Marco Rex A W, Phelps Christopher I, Kuo Rebecca C, Zhuge W U, Howard Clinton W, Kushwaha Vivek P, Bernstein Derek T
Houston Methodist Hospital, Department of Orthopaedic Surgery, Houston, Texas.
University of Texas Medical School at Houston, Department of Orthopaedic Surgery, Houston, Texas.
Int J Spine Surg. 2018 Mar 30;12(1):30-36. doi: 10.14444/5006. eCollection 2018 Jan.
Preoperative assessment of C2 pedicle morphology is critical to safe pedicle screw placement. To avoid iatrogenic injury, complex digital templating software has been introduced; however, this technology may not be available in many centers. We report a technique for preoperative assessment of C2 pedicle screw placement safety based upon 2-dimensional sagittal computed tomography (CT) scan images and verify its utility in clinical practice.
A total of 46 consecutive patients underwent cervical spine CT scans between 2005 and 2011. The C2 pedicle morphology was assessed on sagittal CT imaging by 5 independent reviewers to determine the feasibility and risk associated with pedicle screw placement. Thirty consecutive patients underwent C2 pedicle screw placement and were followed clinically for a minimum of 2 years. The ability to place a screw was noted, and accuracy of screw placement was assessed postoperatively by CT scan.

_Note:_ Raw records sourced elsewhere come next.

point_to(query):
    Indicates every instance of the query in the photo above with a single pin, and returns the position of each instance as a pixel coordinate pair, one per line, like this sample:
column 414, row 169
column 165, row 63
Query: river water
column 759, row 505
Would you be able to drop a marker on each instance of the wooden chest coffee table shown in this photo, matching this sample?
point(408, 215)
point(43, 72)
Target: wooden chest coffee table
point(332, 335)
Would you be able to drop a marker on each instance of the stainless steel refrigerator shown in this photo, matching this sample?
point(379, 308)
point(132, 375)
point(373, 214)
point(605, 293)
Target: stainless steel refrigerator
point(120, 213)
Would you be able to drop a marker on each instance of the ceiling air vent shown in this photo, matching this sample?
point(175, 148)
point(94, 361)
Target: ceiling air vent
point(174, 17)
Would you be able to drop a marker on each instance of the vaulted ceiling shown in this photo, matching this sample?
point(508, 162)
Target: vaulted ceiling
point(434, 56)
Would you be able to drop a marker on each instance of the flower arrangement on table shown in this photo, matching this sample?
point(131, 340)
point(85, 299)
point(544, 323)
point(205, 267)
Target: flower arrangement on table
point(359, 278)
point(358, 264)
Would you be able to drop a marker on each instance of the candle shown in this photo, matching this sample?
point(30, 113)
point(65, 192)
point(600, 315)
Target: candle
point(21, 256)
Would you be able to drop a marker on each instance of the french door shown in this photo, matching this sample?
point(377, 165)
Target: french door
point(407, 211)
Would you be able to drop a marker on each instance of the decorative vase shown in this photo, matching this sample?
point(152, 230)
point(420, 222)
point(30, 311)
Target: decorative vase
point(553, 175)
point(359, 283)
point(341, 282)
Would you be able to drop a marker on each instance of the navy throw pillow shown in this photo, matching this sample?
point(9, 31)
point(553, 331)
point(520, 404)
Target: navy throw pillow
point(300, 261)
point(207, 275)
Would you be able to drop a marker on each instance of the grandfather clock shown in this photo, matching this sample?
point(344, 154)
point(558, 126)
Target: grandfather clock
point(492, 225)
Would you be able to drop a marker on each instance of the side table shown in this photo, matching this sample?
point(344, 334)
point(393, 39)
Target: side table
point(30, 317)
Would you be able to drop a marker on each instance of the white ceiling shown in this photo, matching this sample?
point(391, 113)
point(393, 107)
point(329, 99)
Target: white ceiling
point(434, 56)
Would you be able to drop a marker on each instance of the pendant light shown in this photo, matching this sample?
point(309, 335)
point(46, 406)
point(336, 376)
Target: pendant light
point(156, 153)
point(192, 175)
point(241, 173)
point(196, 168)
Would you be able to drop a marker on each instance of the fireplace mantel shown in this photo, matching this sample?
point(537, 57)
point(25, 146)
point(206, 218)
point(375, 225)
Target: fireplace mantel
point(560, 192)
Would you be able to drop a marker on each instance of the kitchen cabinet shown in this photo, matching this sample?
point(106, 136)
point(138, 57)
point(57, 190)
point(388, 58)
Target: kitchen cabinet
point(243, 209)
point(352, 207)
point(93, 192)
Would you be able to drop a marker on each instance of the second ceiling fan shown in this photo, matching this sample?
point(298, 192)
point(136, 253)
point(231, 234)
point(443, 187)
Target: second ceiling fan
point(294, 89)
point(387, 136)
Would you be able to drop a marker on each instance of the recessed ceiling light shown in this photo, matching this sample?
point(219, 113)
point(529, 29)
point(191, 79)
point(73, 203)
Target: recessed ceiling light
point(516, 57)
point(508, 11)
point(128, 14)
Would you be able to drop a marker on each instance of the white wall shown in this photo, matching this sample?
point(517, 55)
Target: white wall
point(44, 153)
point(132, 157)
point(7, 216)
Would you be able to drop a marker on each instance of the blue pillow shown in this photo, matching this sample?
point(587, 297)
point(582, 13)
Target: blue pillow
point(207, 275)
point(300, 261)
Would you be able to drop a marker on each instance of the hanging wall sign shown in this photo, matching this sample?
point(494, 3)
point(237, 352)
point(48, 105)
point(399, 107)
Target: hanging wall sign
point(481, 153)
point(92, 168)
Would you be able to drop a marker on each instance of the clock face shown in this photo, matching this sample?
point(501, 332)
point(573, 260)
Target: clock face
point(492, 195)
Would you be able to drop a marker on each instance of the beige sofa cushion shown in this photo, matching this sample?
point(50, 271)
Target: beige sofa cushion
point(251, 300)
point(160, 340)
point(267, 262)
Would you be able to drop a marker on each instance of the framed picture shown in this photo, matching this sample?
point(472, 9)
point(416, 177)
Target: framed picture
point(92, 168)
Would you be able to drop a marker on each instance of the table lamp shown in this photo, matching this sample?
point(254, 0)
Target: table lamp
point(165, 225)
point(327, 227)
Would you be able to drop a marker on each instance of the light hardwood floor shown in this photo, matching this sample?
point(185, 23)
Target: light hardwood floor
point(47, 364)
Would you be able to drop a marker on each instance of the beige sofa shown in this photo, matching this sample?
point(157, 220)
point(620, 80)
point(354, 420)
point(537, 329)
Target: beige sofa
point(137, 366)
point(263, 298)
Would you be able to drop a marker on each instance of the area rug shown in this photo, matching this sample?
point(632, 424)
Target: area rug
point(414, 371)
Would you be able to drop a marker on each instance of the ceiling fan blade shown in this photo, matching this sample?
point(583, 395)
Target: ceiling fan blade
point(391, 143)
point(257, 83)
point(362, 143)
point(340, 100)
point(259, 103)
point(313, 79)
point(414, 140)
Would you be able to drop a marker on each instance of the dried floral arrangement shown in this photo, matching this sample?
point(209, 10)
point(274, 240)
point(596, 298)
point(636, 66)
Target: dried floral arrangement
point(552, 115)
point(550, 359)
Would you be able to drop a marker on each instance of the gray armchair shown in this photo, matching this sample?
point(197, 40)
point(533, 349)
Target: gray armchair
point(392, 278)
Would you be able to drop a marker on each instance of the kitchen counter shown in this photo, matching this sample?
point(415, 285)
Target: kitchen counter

The CT scan analysis demonstrated that 11% (5/46) of patients had sufficient pedicle size bilaterally to allow safe placement of long pedicle screws with a low risk of vertebral artery injury, whereas 15% (7/46) were considered a high risk bilaterally. Screw placement was deemed low risk in 28%, moderate risk in 38%, and high risk in 34%. Excellent intraobserver reliability and good interobserver reliability was observed. Clinically, 18 of 20 (90%) low-risk and 21 of 24 (88%) moderate-risk pedicle screws were placed safely versus 5 of 16 (31%) high-risk pedicle screws ( < .001).
Using the described technique for evaluating the C2 pedicle via sagittal CT scan images allows for safe and reliable pedicle screw placement without relying upon complex digital templating software, which may have limited availability.
II.
This study aids in the surgical decision-making behind the placement of C2 pedicle screws using CT scans without reliance upon complex digital templating software.
术前评估C2椎弓根形态对于安全置入椎弓根螺钉至关重要。为避免医源性损伤,已引入复杂的数字模板软件;然而,许多中心可能无法使用该技术。我们报告一种基于二维矢状面计算机断层扫描(CT)扫描图像术前评估C2椎弓根螺钉置入安全性的技术,并在临床实践中验证其效用。
2005年至2011年间,共有46例连续患者接受了颈椎CT扫描。5名独立评估者在矢状面CT成像上评估C2椎弓根形态,以确定与椎弓根螺钉置入相关的可行性和风险。30例连续患者接受了C2椎弓根螺钉置入,并进行了至少2年的临床随访。记录螺钉置入能力,并术后通过CT扫描评估螺钉置入的准确性。
CT扫描分析表明,11%(5/46)的患者双侧椎弓根尺寸足够,可安全置入长椎弓根螺钉,椎动脉损伤风险低,而15%(7/46)的患者双侧被认为风险高。螺钉置入被认为低风险的占28%,中等风险的占38%,高风险的占34%。观察到观察者内可靠性极佳,观察者间可靠性良好。临床上,20例低风险椎弓根螺钉中有18例(90%)、24例中等风险椎弓根螺钉中有21例(88%)安全置入,而16例高风险椎弓根螺钉中只有5例(31%)安全置入(P<0.001)。
使用所描述的通过矢状面CT扫描图像评估C2椎弓根的技术,无需依赖可能可用性有限的复杂数字模板软件,即可安全可靠地置入椎弓根螺钉。
II。
本研究有助于在不依赖复杂数字模板软件的情况下,利用CT扫描进行C2椎弓根螺钉置入的手术决策。